5 Nom Noms that Make Skin Say Yum Yum

You may not realise this, but a visit to the fresh produce aisle or farmers market is almost like a visit to the health spa. Whichever way you turn, you’re face-to-face with delicious ways to improve the health of your skin. Plant-based foods contain nutrients such as polyphenols, carotenoids, and select vitamins, typically missing from items in other food categories. They can provide an array of bioactive compounds that working either alone or together may afford protection for the skin.

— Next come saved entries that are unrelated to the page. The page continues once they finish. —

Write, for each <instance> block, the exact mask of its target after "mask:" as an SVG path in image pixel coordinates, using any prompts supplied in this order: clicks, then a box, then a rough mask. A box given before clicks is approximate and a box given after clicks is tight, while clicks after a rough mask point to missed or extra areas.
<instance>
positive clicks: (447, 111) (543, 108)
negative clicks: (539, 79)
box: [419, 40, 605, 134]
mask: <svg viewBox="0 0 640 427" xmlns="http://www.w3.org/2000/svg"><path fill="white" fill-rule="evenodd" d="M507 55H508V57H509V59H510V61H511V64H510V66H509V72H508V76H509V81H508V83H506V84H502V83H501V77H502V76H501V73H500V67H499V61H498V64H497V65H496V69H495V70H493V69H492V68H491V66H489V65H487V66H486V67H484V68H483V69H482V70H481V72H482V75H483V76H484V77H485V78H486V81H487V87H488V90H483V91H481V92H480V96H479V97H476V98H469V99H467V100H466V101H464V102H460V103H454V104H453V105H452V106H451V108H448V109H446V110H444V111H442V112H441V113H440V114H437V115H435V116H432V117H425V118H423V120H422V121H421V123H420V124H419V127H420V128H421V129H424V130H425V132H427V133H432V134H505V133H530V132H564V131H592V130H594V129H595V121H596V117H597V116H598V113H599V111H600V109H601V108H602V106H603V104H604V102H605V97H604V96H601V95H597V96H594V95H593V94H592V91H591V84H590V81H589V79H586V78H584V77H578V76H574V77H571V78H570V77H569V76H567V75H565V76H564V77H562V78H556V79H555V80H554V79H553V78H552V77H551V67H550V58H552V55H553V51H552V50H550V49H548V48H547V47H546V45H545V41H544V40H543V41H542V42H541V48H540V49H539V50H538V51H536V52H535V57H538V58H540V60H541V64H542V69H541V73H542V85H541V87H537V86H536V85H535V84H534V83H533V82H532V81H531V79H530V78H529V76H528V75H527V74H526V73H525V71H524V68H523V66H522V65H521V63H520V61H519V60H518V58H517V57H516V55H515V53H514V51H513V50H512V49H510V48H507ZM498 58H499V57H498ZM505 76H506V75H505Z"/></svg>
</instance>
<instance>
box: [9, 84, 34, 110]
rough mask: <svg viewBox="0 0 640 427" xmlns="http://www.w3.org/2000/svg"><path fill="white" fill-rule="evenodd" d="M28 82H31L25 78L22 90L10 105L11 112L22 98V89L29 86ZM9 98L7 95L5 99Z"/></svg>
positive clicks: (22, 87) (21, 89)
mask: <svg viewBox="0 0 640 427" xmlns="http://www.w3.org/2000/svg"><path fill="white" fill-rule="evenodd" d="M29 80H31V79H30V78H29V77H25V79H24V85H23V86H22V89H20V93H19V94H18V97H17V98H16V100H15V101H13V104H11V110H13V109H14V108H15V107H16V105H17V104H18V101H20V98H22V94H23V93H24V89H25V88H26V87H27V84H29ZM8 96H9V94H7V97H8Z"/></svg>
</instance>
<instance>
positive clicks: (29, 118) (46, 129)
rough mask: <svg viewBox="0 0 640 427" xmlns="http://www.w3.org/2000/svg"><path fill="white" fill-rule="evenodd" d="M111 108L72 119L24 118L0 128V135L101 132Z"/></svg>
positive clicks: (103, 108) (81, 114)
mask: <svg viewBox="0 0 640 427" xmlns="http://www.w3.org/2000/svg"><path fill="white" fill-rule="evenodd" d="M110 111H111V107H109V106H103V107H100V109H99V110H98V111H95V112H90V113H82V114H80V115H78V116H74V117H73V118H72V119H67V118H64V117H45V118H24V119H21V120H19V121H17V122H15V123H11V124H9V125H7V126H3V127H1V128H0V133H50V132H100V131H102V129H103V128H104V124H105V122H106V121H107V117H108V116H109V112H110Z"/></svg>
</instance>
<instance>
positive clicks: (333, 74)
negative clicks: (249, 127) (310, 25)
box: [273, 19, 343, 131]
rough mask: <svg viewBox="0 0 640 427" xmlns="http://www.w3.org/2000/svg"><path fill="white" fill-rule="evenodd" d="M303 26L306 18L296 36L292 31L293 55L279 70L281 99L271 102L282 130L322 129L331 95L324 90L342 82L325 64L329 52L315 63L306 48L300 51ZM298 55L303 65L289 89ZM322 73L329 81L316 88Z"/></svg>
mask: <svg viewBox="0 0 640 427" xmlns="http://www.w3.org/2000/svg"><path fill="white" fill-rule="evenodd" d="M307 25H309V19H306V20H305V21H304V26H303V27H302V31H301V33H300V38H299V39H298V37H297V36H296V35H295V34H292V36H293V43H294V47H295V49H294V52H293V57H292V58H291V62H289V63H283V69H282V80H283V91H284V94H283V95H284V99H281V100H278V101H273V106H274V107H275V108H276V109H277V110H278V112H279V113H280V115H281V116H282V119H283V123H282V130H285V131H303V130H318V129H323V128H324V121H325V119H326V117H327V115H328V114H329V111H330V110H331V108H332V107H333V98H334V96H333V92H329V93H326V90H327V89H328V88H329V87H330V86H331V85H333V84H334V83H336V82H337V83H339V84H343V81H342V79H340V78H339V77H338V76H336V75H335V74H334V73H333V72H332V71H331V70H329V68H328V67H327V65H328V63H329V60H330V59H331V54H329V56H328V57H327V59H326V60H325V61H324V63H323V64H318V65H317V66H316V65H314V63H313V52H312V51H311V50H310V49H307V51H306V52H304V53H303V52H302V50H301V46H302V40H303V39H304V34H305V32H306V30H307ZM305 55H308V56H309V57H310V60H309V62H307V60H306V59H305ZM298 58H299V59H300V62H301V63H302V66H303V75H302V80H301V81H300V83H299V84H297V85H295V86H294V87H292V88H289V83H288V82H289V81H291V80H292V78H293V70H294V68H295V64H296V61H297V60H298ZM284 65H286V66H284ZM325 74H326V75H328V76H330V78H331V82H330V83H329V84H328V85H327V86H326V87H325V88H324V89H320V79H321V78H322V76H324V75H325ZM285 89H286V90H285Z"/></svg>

Here are some of Costhetics staff picks:

  • Edamame – The role of plant-based foods for good health, in general, and skin health in particular, is getting lots of attention these days. Soybeans, tofu, and edamame are prized for their nutritional value and have been shown to decrease the appearance of fine wrinkles, increase skin hydration, and improve elasticity.
  • Almonds – Just a small serving of protein-rich almonds will give you 25% of your day’s riboflavin and 6% of your day’s niacin. That’s healthy. Almonds are also a good source of linoleic acid which helps to prevent skin dryness, as well as copper, which can impact skin pigmentation. At just under 60 calories per 10 grams they’re a great grab-and-go skin treatment.
  • Kiwifruit – You can support skin health and the good folks of New Zealand by including more kiwifruit in your diet. These sweet little handfuls are loaded with Vitamin C, a powerful antioxidant useful in stimulating collagen production.
  • Pomegranates – They may be tough to get at, but cheerful red pomegranate seeds are rich in polyphenols. Polyphenols work with your body to reduce inflammation, protect you from the sun, and maintain the structural integrity of your skin.
  • Mangoes – Sweet, sloppy mangoes are dripping with more than juice. Mango has over a dozen different types of polyphenols, including mangiferin. It is a super-hero at preventing free radical damage to the skin. Note to dieters: one mango may contain as many as 46 grams of sugar, so save them for treat time.


DNA Testing

Your nutrigenomic profile can be determined through DNA testing. A simple mouth swab can be sent to a lab which can analyse it for more than 70 different genes. The results can be used to develop a health and beauty nutrition program based on key factors including your:

  • Genetic status
  • Phenotypic status (observable characteristics related to genetics)
  • Nutritional status
  • Medical status
  • Lifestyle choices

Costhetics knows there’s no one like you, and now you understand why a one-size-fits-all approach to skin ageing may not be a good fit for you. A personalised nutrition approach to skin beauty allows skin therapists to drill down on what works best for patients rather than using a trial-and-error approach.